Работа Вс. Э. Мейерхольда над постановками пьес А. Н. Островского в 1920-е годы не раз привлекала внимание исследователей театра. Эти спектакли хорошо описаны в фундаментальных трудах, посвященных творчеству Мастера, а также в работах, посвященных истории русского театра 1920-х годов. Зачастую они рассматриваются в контексте единой художественной задачи, как ответ на вызов времени, связанный с переосмыслением русской драматургической классики.
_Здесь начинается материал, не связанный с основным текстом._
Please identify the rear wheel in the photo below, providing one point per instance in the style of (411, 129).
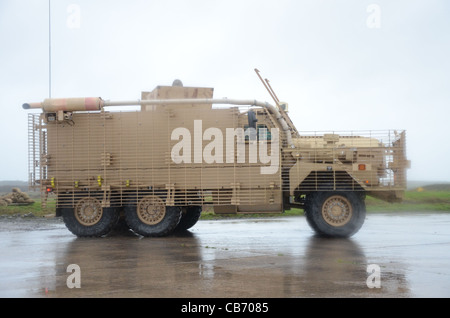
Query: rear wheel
(335, 214)
(151, 217)
(89, 219)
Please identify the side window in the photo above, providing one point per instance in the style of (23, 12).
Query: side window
(262, 132)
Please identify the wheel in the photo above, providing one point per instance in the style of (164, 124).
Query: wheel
(88, 218)
(151, 217)
(335, 214)
(189, 217)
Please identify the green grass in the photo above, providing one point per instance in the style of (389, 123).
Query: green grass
(415, 201)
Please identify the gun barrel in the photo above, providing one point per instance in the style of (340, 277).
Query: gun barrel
(67, 104)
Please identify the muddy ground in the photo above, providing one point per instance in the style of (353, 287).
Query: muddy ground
(404, 254)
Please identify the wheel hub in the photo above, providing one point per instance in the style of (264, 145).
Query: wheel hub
(88, 211)
(151, 210)
(337, 210)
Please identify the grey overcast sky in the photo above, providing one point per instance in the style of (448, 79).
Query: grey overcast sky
(341, 65)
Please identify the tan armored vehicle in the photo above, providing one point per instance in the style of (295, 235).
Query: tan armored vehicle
(157, 166)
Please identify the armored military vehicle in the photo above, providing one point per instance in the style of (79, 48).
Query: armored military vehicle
(180, 149)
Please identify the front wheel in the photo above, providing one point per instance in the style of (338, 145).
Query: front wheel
(335, 214)
(89, 219)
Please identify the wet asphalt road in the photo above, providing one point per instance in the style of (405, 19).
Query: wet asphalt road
(270, 257)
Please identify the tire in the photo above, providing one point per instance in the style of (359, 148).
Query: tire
(189, 217)
(335, 214)
(150, 217)
(89, 219)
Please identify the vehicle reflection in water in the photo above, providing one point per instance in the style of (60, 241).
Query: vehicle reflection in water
(191, 265)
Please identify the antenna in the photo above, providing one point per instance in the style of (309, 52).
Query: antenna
(49, 51)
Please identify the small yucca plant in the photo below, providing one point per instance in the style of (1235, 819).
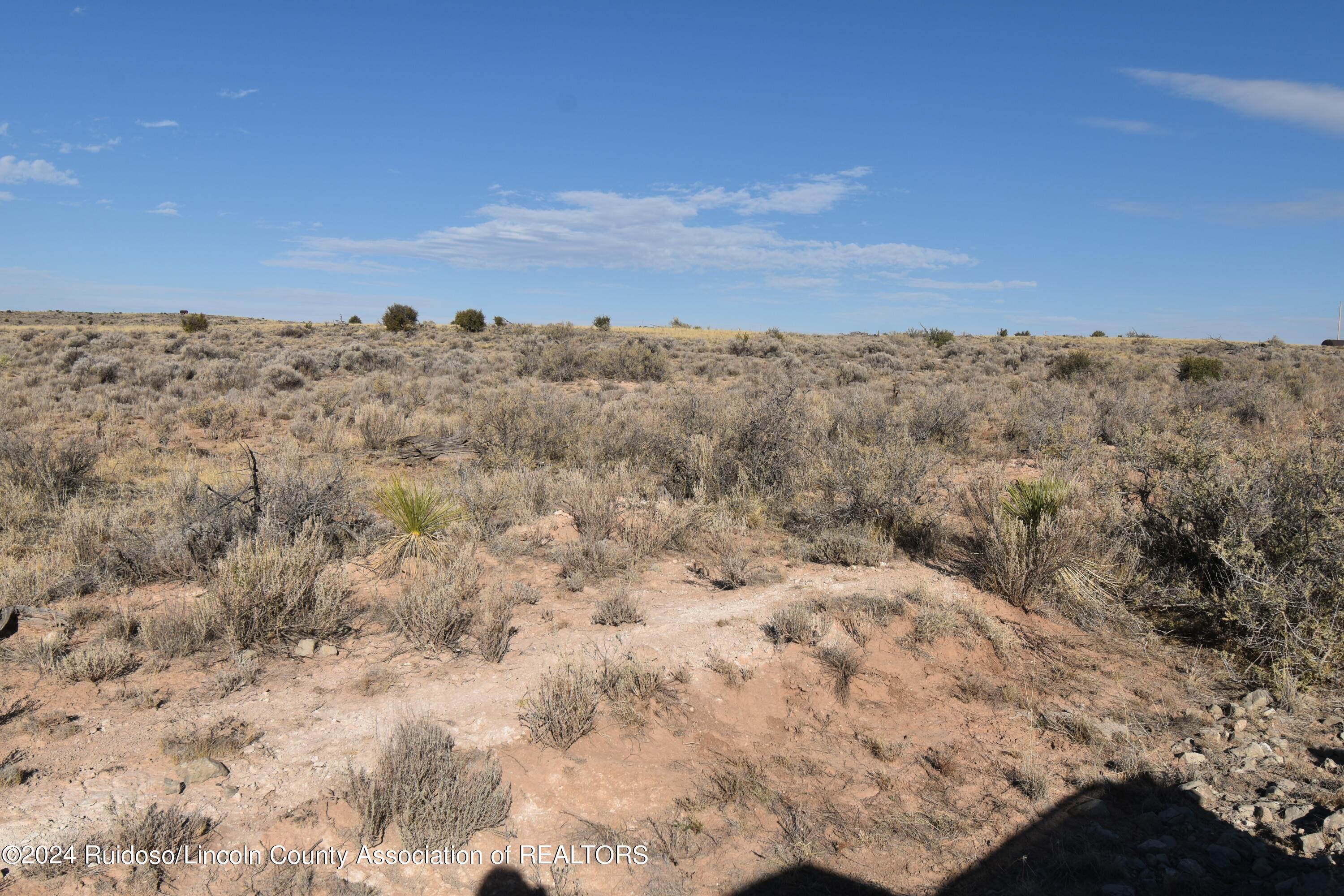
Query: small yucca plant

Однако пристальное внимание к сценической образности этих спектаклей таит немало открытий, что позволяет обнаружить в движении от «Доходного места» (Театр Революции, 1923) к «Лесу» (ТИМ, 1924) существенное изменение эстетической парадигмы, которое предопределило вектор развития не только образной системы режиссера, но и русского театра в целом. Обращение к изучению структуры действия этих спектаклей, к исследованию характера их пространственно-предметной среды, композиционных приемов, а также проблем актерской образности позволяет определить специфику творческого метода Мейерхольда, который в этот период существенно трансформировался. Сравнительный анализ двух спектаклей, поставленных в 1920-е годы по произведениям А. Н. Островского, в данном случае становится весьма продуктивным.
«Это не спектакль, а какое-то вулканическое извержение эмоций, — шумных, пенящихся, рокочущих, громоздящихся друг на друга, как снежный ком — нарастающих, как солнечные „зайчики" — трепещущих, как ударивший в глаза прожектор — искрослепитель-ных», — писал о «Лесе» Владимир Блюм и перечислял едва ли не все из возможных «импрессий, не дающих здесь зрителю передышки — последовательность смешного, трогательного, иронического, гневного, саркастического, пошлого, забавного, мещанского, героического, стихийного, рассчитанного, примитива, изысканности, грубого, нежного, пленительного, отталкивающего...» [1, с 118].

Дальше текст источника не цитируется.